Some or many people put a huge amount of time, passion and creation into material items. It takes 5 to 6 months to build a Rolls Royce. It takes one man 5 hours just to polish the radiator.
A minute repeater or a tourbillon movement in a Patek Philippe watch takes 8 years to craft. Patek Philippe employs 1,600 people whose livelihood depend on wealthy materialists buying watches that cost £10,000’s or £100,000’s, as do their families and children growing up. Any philanthropy or charity that is given by the employees or families of Bentley or Patek Philippe is funded by the very people who can afford to buy the watches.
Bang & Olufsen design beautiful audio visual equipment. It could be called art through sound and vision. The flair, passion and dedication of the designers and technicians come through the material items that they create, and the materialist gets to enjoy.

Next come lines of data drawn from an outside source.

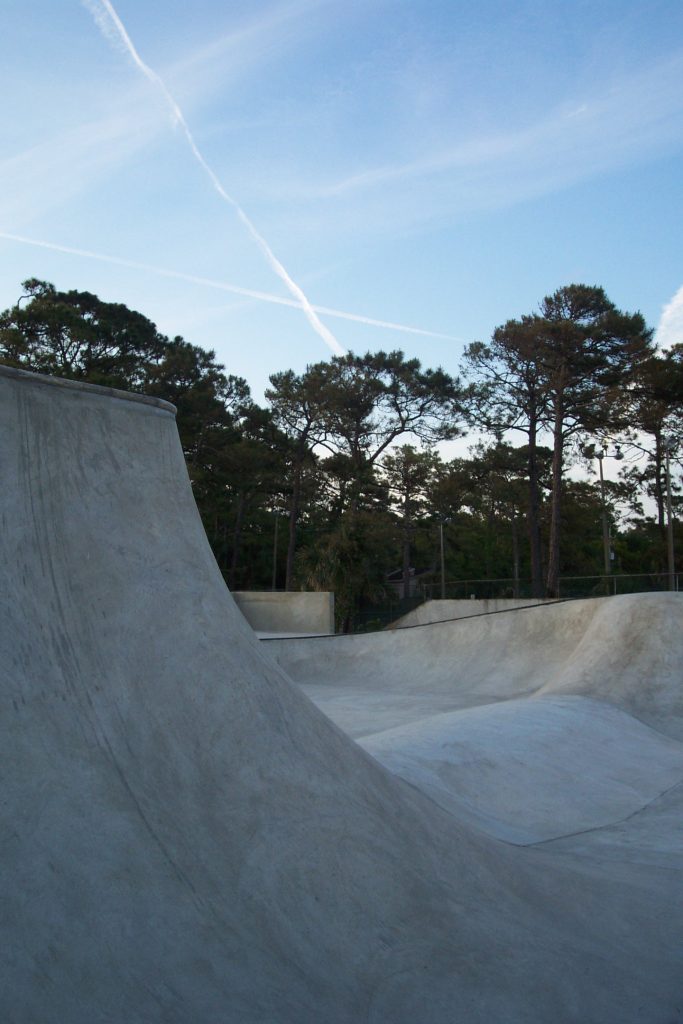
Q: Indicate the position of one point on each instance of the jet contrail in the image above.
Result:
(101, 8)
(249, 293)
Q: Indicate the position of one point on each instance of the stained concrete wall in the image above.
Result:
(292, 612)
(438, 611)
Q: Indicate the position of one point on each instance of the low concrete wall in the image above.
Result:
(293, 612)
(433, 611)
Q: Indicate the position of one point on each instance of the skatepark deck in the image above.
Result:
(187, 838)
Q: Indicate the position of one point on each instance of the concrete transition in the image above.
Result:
(187, 838)
(437, 611)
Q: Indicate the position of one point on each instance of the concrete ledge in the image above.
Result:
(292, 612)
(442, 610)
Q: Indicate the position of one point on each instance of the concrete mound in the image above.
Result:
(185, 837)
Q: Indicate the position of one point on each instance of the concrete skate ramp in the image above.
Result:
(627, 650)
(442, 610)
(529, 725)
(185, 838)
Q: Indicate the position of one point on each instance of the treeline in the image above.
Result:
(337, 483)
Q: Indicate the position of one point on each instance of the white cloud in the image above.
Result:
(670, 328)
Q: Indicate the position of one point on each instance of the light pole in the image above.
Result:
(440, 534)
(669, 443)
(600, 452)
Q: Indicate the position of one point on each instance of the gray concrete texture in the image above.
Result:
(288, 613)
(440, 610)
(187, 838)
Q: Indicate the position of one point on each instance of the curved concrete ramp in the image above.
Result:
(185, 838)
(627, 650)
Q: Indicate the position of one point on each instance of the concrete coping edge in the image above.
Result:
(110, 392)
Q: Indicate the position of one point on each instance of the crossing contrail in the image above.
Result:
(249, 293)
(108, 19)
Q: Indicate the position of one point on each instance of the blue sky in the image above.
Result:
(437, 165)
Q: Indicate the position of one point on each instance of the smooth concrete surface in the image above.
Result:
(289, 613)
(438, 610)
(186, 838)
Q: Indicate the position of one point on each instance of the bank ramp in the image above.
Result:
(186, 837)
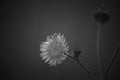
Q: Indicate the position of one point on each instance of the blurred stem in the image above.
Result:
(83, 66)
(97, 50)
(112, 60)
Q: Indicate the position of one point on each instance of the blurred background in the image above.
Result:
(25, 24)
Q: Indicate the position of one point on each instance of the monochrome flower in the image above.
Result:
(53, 49)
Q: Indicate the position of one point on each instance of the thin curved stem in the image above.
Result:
(97, 49)
(112, 60)
(83, 66)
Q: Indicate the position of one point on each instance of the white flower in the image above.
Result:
(53, 50)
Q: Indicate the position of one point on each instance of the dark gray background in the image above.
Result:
(25, 24)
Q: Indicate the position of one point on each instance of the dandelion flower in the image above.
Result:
(53, 49)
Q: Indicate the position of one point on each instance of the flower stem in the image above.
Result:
(83, 66)
(97, 50)
(112, 60)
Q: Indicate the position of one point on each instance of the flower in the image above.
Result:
(53, 49)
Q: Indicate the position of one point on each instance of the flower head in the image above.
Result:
(53, 50)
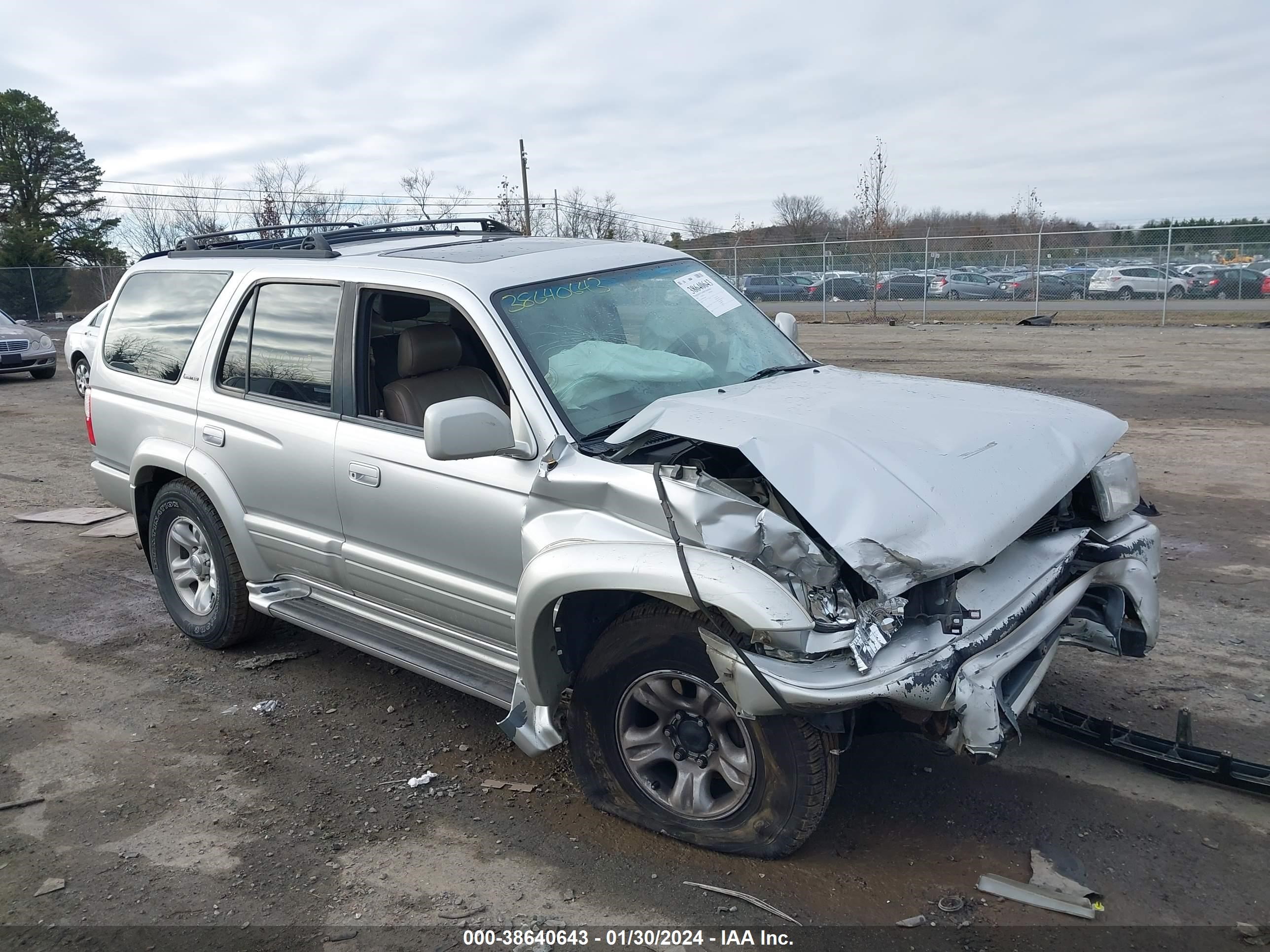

Sure, some people like material items for how it makes them feel or how they will be seen by others, but for many it is also about enjoying the beauty in material form. In that respect its not that much different to enjoy nature itself, or the great feeling of giving to others.
Many people choose to buy only organic or ethically sourced food, so that their money goes to good causes. And so it can be buying material items. You can buy the Tesla over the petrol guzzler. You could bank with Wells Fargo who donated $315,845,766 cash to 19,500 nonprofits and schools nationwide in America in 2011. You can invest some marketing budget in Google ads, who gave $144,606,000 in the same year.
Much spending and materialism can be second stage philanthropy, where the next flow of money after the initial transaction can have a charitable element.
Around 99% of all national wealth is now private. That means private individuals and companies provide 99% of all the money for taxes that fund public services, healthcare, education and so on. The materialist becomes the spiritualist in that their spending & first or second stage philanthropy creates jobs, economy and welfare.
This happens both directly via taxes on direct purchases [VAT in UK] and indirectly through contributions via employment [national insurance in UK], corporation tax and other ‘duties.’ This spending and economy funds all the ‘spiritualists’ living off that same system creating a deficit through housing and welfare support.
I don’t see it as a one sided argument that people are either fully materialist or spiritual, more that there is materialism and spirituality in everything, in different forms, equally balancing each other.